Project Tango: Converting between coordinate systems and merging point clouds

Project Tango: Converting between coordinate systems and merging point clouds - android

I am trying to convert point clouds sampled and stored in XYZij data (which, according to the document, stores data in camera space) into a world coordinate system so that they can be merged. The frame pair I use for the Tango listener has COORDINATE_FRAME_START_OF_SERVICE as the base frame and COORDINATE_FRAME_DEVICE as the target frame.
This is the way I implement the transformation:
Retrieve the rotation quaternion from TangoPoseData.getRotationAsFloats() as q_r, and the point position from XYZij as p.
Apply the following rotation, where q_mult is a helper method computing the Hamilton product of two quaternions (I have verified this method against another math library):
p_transformed = q_mult(q_mult(q_r, p), q_r_conjugated);
Add the translate retrieved from TangoPoseData.getTranslationAsFloats() to p_transformed.
But eventually, points at p_transformed always seem to end up in clutter of partly overlapped point clouds instead of an aligned, merged point cloud.
Am I missing anything here? Is there a conceptual mistake in the transformation?
Thanks in advance.

Ken & Vincenzo, thanks for the reply.
I somehow get better results by performing ICP registration using CloudCompare on individual point clouds after they are transformed into world coordinates using pose data alone. Below is a sample result from ~30 scans of a computer desk. Points on the farther end are still a bit off, but with carefully tuned parameters this might be improved. Also CloudCompare's command line interface makes it suitable for batch processing.
Besides the inevitable integration error that needs to be corrected, a mistake I made earlier was wrongly taking the camera space frame (the camera on the device), which is described here in the documentation, to be the same as the OpenGL camera frame, which is the same as the device frame as described here. But they are not.
Also, moving the camera slowly to get more overlap between two adjacent frames also helps registration. And a good visible lighting setup of the scene is important, since besides the motion sensors, Tango also relies on the fish eye camera on its back for motion tracking.
Hope the tips also work for more general cases other than mine.

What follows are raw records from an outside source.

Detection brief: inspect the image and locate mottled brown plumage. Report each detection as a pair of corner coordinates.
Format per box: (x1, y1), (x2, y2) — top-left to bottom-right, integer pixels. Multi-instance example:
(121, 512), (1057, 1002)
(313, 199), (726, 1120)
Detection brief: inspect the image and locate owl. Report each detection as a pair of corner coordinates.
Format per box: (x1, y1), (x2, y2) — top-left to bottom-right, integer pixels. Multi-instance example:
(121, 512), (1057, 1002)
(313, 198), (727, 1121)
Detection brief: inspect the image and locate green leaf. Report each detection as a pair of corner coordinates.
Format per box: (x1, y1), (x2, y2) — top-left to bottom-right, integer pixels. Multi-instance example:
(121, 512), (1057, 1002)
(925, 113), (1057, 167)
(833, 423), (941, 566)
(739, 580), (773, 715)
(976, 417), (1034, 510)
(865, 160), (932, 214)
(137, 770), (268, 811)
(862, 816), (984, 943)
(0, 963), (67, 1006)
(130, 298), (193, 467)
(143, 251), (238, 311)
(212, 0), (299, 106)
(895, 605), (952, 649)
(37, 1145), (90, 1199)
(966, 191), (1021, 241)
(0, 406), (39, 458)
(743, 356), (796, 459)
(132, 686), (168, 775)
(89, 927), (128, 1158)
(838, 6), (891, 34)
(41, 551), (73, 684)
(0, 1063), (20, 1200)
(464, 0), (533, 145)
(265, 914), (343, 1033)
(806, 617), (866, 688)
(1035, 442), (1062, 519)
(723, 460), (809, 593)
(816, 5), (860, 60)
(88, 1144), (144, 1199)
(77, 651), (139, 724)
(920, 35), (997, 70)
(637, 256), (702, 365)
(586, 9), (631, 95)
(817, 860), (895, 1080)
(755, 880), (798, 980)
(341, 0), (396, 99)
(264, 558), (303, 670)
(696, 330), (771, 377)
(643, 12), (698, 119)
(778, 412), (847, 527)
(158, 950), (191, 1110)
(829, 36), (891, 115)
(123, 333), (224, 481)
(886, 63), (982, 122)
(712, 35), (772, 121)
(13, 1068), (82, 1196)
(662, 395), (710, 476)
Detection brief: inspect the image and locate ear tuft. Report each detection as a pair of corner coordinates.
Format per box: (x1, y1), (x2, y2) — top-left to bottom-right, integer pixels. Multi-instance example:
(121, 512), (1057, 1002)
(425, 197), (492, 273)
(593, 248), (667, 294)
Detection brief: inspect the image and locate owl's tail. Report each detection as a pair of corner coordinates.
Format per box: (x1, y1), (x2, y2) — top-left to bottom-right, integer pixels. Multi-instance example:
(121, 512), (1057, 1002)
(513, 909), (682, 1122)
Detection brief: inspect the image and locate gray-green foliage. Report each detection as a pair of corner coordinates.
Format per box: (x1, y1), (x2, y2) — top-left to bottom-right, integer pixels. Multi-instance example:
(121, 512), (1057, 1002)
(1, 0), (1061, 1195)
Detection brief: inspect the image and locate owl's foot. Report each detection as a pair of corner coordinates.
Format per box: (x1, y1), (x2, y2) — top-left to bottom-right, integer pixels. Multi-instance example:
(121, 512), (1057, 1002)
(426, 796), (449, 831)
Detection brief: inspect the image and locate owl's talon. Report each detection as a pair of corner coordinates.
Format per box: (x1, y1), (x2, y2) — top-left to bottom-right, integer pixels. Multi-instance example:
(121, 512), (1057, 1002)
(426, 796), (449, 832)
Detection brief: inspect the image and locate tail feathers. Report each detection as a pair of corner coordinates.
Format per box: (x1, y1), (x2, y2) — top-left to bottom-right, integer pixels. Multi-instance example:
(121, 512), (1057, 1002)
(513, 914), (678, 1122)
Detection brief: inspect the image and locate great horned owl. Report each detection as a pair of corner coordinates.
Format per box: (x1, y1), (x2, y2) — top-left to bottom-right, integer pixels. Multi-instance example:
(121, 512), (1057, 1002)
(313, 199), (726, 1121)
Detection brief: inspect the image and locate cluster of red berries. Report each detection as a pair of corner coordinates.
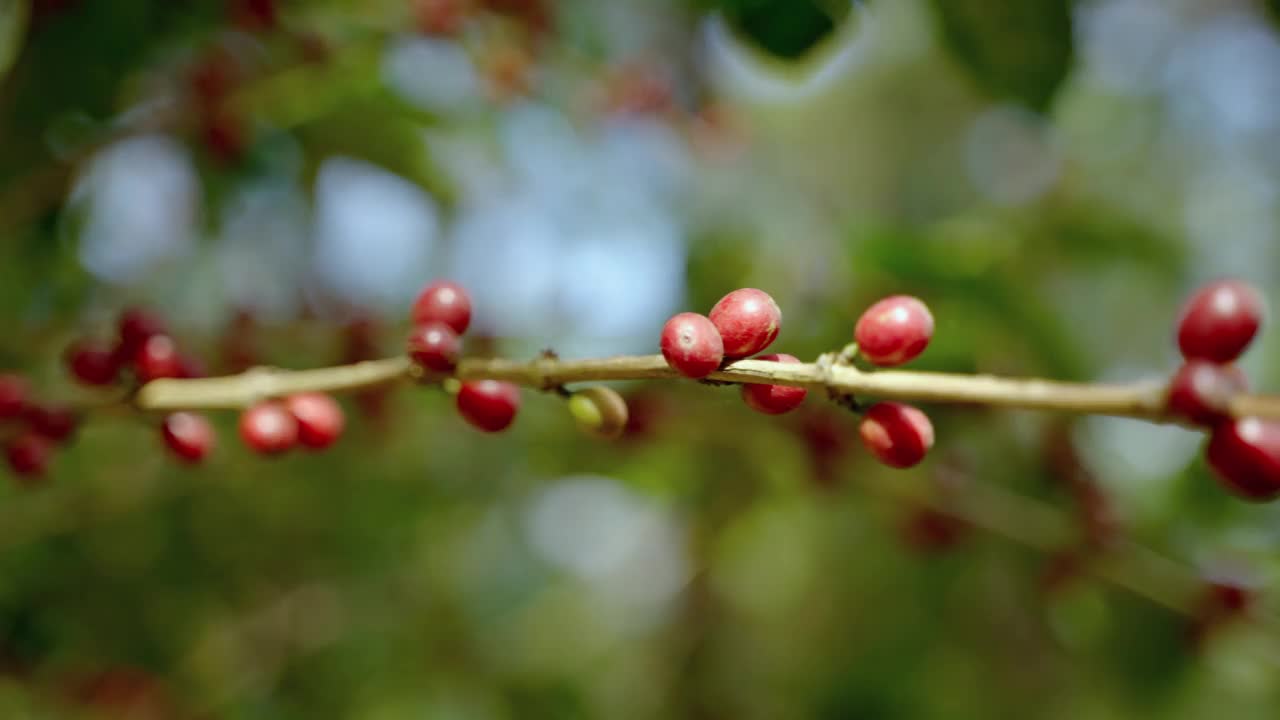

There are two different "standard" forms of the quaternion notation. One has the rotation angle first, i.e. x i j k, and one has the rotation angle last, i.e. x y z w. The Tango API docs list the TangoPoseData::orientation as x y z w. The Wikipedia page on quaternions lists them as x i j k. You might want to check what notation is assumed in your product method.

Where is your pose data coming from? Are you getting the most recent pose after you are in the callback for the point cloud data or are you asking for the pose that corresponds to the timestamp in the XYZij struct? You should be asking for the pose at time "timestamp" from the XYZij struct.
I tried it, it does not work.
I tried to queue the pose and get the nearest one to the XYZij.
Look at the blue wall
The real wall

we from roomplan.de created an opensource sample how to use pcl in project tango apps. It records pointclouds and transforms them into a common coordinate frame (the StartOf Service Frame). You can find the sample code here: https://github.com/roomplan/tango-examples-java/tree/master/PointCloudJava_with_PCL the specific funtion is in jni/jni_part.cpp function: Java_com_tangoproject_experiments_javapointcloud_PointCloudActivity_saveRotatedPointCloud
If you want the sample to compile, you need to clone the complete folder and integrate pcl into your project. A solution how this can be done can be found on our website.
sample pictures can be viewed at the demo app in the playstore. (Cant post them here yet) https://play.google.com/store/apps/details?id=com.tangoproject.experiments.javapointcloud&hl=en

Related

What's the difference between an Anchor and a Pose in arcore? [duplicate]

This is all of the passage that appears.